Each dot there represents one day's observation, where the x position

represents what the change of barometric pressure was and

the y represents how much did it rain that day.

And I've colored the instances where it rained with green dots,

and where it didn't rain with red dots.

4:48

It's represented by that blue line there.

And it's a simple model which says, y, in other words,

a predicted amount of rain, is equal to mx + b.

So, remember, x is what's the barometric pressure, and

b is essentially how high up or down that line is.

5:14

Now one thing to mention here, just as an aside,

the CAPM is also a linear model that relates expected returns in a linear way.

So, y is an expected return, m is beta,

x is how much did the market change, and b is actually our alpha.

So just to draw a little bit of an analogy there, CAPM is a linear model.

5:41

Anyways, here's a linear model for this rain problem.

And it models it okay, but notice over here,

it doesn't predict as much rain is gonna happen and

perhaps here it predicts that they'll be more rain than typically occurs.

Well we can, and this is a group of models called parametric models.

And what we're learning is the parameters.

And we can learn these parameters, in fact,

a lot of people wouldn't even consider it learning.

We can just apply linear regression to the well-known algorithm, to these points.

And we can get this m parameter and this b parameter.

So that's learning a model.

Now we can learn more complex parametric models.

Here's an example of polynomial and it fits the data a little bit better,

doesn't it?

This is a second order polynomial and so we have to learn more parameters.

We have to learn this coefficient, that coefficient plus the b.

We have to discover three parameters.

Now we could add even more degrees,

we could learn up to x cubed, x to the fourth, and so on.

Each time that we add one more parameter that we have to learn, and each time

adding a little bit more flexibility in the shape of the curve that we learned.

Okay, those are parametric models.

Now there's another kind of machine learning in this, the kind that I like and

use a lot, which is called data-driven.

And here is an example of how it might work.

So let's say we have a query.

Oh and by the way before I delve into this,

let me explain a little bit more about how we use this model.

Suppose we have created this model, this polynomial model, and we wanna know, okay,

the pressure has gone down 0.5 millibars, or whatever the correct unit is.

So it's gone down 0.5 millibars, how much do we predict it'll rain?

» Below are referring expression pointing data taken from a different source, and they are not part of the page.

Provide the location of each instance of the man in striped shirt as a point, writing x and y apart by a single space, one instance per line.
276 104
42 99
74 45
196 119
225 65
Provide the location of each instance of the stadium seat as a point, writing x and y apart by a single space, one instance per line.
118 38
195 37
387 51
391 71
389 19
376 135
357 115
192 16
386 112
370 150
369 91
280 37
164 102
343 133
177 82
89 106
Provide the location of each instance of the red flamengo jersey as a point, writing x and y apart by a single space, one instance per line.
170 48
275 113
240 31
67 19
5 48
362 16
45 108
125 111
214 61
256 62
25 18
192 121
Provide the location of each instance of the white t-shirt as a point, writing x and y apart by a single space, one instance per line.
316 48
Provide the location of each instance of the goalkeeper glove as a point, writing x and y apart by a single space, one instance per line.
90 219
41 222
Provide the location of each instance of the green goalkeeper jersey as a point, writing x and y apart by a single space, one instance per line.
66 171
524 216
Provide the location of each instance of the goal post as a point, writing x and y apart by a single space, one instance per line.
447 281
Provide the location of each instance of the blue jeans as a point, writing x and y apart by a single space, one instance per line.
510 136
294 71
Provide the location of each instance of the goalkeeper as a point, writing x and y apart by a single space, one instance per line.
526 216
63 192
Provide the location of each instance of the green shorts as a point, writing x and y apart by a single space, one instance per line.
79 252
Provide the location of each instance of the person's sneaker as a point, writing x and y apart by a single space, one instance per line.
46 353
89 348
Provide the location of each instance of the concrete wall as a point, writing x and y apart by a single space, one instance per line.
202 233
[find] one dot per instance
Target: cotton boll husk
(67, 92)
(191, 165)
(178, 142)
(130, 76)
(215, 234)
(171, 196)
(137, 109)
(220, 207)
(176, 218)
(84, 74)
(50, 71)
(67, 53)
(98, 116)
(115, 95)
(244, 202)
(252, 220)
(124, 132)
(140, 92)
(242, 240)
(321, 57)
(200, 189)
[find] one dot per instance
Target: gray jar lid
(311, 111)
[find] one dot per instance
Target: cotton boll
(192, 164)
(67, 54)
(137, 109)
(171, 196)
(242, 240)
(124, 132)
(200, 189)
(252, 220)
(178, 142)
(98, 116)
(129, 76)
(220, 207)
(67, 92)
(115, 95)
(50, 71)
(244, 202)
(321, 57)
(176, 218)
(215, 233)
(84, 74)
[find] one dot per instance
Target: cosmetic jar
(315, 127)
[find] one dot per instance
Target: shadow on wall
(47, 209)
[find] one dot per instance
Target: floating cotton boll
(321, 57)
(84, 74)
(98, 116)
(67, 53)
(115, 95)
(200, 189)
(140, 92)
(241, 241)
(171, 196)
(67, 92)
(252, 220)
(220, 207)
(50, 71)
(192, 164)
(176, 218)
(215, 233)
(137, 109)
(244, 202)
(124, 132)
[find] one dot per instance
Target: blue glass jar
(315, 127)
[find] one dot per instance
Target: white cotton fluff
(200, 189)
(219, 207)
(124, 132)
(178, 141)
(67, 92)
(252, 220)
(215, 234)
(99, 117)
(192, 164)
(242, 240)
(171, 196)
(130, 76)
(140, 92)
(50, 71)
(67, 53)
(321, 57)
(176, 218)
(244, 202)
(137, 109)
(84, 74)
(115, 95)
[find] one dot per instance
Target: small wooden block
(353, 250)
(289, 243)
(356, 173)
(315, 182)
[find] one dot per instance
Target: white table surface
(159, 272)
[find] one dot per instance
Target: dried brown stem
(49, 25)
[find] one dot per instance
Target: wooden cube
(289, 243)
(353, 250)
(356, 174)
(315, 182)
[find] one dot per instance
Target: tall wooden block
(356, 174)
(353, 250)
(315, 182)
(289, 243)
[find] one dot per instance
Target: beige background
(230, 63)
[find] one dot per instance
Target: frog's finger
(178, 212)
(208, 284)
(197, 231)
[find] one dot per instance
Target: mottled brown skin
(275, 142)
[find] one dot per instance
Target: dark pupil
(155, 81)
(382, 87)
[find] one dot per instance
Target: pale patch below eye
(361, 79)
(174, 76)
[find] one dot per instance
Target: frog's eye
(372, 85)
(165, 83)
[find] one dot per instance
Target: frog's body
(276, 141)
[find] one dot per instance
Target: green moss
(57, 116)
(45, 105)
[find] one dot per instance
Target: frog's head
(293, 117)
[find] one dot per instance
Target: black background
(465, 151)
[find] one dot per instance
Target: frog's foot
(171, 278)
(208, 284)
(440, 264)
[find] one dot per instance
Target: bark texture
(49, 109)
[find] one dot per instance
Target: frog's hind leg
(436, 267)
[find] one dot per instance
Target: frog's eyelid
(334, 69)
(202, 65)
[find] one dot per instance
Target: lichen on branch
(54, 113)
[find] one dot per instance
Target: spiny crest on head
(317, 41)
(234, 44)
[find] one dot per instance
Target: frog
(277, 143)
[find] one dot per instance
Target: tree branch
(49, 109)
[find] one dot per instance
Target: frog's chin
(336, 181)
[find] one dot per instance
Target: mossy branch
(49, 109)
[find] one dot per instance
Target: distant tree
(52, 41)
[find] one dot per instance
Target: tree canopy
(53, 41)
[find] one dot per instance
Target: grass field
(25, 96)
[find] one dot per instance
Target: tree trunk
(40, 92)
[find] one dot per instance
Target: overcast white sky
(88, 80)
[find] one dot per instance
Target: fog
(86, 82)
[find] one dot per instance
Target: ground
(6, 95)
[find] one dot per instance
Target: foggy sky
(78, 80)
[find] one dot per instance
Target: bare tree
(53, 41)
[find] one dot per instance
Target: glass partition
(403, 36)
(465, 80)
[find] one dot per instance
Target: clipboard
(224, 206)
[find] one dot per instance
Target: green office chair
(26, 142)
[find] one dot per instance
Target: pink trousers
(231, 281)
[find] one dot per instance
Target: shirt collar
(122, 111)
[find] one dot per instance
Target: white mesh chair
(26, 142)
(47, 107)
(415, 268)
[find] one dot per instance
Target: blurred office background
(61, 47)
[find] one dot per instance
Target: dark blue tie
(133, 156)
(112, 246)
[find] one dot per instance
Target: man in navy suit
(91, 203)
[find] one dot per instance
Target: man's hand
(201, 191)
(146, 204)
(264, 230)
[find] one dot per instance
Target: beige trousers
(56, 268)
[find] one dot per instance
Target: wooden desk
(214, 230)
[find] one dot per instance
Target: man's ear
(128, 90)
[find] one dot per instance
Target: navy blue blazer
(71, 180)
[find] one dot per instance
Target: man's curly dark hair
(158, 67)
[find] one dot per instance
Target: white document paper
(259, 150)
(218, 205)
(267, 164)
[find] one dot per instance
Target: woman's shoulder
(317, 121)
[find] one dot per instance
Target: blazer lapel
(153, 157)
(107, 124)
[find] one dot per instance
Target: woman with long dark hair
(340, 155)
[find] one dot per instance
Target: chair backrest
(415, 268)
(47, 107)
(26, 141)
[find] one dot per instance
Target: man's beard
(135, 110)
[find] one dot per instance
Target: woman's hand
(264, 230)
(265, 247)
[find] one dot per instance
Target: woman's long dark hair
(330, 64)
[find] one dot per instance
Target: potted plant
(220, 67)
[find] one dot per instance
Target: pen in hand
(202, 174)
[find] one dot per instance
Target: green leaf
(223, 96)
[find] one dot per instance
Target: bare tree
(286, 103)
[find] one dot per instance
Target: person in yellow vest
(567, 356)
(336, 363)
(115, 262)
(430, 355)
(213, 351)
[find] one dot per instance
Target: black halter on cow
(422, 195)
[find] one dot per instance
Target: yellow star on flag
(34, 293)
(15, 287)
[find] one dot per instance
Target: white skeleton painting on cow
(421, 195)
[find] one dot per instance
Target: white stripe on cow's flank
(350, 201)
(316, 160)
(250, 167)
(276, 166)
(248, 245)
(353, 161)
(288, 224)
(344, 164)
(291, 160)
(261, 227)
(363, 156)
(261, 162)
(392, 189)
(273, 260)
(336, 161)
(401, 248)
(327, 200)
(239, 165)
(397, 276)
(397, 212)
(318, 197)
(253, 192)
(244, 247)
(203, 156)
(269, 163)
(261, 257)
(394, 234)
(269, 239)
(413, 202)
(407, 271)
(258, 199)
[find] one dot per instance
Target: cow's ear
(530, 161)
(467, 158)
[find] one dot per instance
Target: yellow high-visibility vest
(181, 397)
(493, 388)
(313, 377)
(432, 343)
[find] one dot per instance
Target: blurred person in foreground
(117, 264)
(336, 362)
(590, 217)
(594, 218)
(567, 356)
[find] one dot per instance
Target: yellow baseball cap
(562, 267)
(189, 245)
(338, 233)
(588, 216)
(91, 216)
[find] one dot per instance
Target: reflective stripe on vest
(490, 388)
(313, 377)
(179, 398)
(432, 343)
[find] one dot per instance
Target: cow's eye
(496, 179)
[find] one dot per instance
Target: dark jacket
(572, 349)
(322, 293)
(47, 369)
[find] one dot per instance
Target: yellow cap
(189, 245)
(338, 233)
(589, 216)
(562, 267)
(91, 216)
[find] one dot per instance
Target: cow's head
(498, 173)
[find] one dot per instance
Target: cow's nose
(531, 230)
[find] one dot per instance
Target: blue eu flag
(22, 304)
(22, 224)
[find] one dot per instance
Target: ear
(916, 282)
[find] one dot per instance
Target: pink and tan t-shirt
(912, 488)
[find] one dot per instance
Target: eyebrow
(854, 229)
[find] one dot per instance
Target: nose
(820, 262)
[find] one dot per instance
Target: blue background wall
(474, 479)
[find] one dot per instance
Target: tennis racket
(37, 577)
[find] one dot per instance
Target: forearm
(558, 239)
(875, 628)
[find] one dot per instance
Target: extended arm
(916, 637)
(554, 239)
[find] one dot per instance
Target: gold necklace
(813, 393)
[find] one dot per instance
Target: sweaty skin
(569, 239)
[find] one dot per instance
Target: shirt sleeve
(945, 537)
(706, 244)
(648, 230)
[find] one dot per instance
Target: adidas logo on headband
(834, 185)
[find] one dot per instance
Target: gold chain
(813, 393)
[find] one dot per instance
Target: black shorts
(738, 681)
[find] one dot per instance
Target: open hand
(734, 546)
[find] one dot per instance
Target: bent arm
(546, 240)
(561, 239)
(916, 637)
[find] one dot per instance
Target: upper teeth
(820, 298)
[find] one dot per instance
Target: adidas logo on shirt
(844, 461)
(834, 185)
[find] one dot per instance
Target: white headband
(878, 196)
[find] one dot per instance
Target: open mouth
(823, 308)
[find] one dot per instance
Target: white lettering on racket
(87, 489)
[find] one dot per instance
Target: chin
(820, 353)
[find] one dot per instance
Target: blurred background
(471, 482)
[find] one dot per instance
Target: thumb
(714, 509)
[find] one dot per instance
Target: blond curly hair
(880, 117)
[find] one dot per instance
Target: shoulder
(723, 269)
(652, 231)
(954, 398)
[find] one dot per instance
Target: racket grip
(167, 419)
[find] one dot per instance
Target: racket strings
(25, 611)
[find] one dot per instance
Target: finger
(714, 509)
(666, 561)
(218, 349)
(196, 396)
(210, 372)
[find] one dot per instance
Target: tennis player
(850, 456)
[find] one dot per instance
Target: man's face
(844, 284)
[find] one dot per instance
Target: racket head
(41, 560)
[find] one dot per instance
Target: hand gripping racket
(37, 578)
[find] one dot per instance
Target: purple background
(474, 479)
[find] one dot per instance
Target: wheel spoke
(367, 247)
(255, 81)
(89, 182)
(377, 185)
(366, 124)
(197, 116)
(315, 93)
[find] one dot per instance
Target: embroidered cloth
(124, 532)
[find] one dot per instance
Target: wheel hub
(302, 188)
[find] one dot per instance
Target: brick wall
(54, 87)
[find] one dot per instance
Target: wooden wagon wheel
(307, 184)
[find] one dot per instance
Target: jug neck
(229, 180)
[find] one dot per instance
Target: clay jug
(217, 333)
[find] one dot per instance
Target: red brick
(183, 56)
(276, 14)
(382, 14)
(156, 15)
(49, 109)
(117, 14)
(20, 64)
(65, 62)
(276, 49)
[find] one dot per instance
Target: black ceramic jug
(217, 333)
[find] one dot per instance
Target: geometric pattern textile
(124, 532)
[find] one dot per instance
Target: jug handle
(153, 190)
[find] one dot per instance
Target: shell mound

Well, we just plug that into x here and x here, and

the answer we would get is this value here.

So that's how we query a polynomial model.

So at any point in time, we can look at the barometric pressure change and

ask the model how much does it think it's gonna rain.

It does pretty well except when we start getting here to significant

negative changes, it'll predict more rain than is likely to actually happen.

Okay, that's a query for a parametric model.

Let's now look at a query for a data driven model at this same point.

9:05

And then we can do something as simple as just take

the mean of all those points, and the mean value,

the y mean value, and say, that's our forecast.

Now if we look at queries across the whole span of the data.

I've drawn this blue line to represent what the model would end up looking like.

Notice that it fits the data very nicely everywhere.

Now this is a made up example, but this typical kind of thing you would see.

9:49

and very naturally and easily, and it's driven just by the data.

We don't impose a model a parametric model on top of that.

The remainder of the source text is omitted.